Fierce storms left more than 250,000 homes and businesses across northern Europe without power Monday as crews from Russia to Ireland began cleaning up the wreckage. At least 16 people died in the weekend storms.

The storms also hampered Norway's oil production for a fourth day Monday by delaying repairs at three offshore fields that account for about 11 percent of the nation's output. Norway is the world's third-largest oil exporter, and the shutdowns are costing 345,000 barrels per day of crude flows.

In southern Sweden, seven people were reported killed in the storm, including four motorists. Another man was killed when bales of hay stacked at his farm overturned, crushing him, police said Monday.

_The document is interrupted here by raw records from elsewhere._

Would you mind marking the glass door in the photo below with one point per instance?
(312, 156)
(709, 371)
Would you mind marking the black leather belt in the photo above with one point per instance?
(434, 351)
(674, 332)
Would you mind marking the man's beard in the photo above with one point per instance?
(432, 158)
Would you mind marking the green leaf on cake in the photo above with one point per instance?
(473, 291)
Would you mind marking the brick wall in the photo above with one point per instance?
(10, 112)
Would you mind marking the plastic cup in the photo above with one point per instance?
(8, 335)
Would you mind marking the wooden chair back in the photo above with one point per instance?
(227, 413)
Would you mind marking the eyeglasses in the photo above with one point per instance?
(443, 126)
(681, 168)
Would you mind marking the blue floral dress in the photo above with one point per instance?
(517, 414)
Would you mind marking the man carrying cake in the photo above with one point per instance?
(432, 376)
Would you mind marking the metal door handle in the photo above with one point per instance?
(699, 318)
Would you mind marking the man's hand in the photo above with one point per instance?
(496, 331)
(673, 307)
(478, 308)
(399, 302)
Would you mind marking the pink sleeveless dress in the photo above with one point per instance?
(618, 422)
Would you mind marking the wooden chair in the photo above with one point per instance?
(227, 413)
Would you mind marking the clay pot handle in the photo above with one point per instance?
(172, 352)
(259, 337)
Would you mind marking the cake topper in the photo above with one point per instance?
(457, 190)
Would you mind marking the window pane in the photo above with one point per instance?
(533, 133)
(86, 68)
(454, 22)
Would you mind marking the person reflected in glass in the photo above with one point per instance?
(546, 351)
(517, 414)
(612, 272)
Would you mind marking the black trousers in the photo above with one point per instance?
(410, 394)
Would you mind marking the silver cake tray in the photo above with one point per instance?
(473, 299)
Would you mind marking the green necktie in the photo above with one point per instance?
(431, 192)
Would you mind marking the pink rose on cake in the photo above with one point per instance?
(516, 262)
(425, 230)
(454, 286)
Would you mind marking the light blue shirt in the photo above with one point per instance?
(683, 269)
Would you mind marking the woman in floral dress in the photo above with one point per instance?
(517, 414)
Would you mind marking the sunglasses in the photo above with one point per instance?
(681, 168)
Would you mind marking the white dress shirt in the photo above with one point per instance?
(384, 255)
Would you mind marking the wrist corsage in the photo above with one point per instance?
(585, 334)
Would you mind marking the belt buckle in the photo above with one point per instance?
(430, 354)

In Denmark, four people were killed by flying debris or falling trees, police said. Residents in western Denmark were piling sandbags to keep floodwaters out of their homes.

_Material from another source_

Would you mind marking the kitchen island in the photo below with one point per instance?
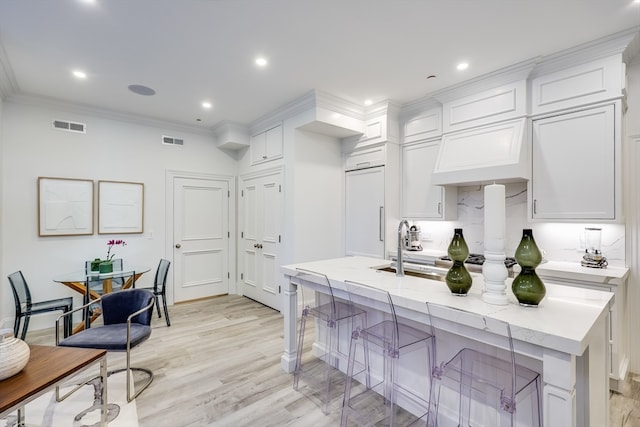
(565, 338)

Three people were killed Saturday in northwest England. Schools were closed in the town of Carlisle and thousands of residents waited to return to their homes, swamped after the River Eden burst its banks. Officials warned Monday of more heavy rain.

Two others, in Yorkshire and in Scotland, were missing and feared swept away by swollen rivers.

In the north German state of Schleswig-Holstein (search), high winds forced the shutdown of train and ferry links, and highway bridges. Two 20-year-old men whose kayak capsized on a lake near the town of Landwedel were missing and presumed dead.

"There's no more hope for the two youths, in our view," police spokesman Dirk Voss said Monday in Rendsburg.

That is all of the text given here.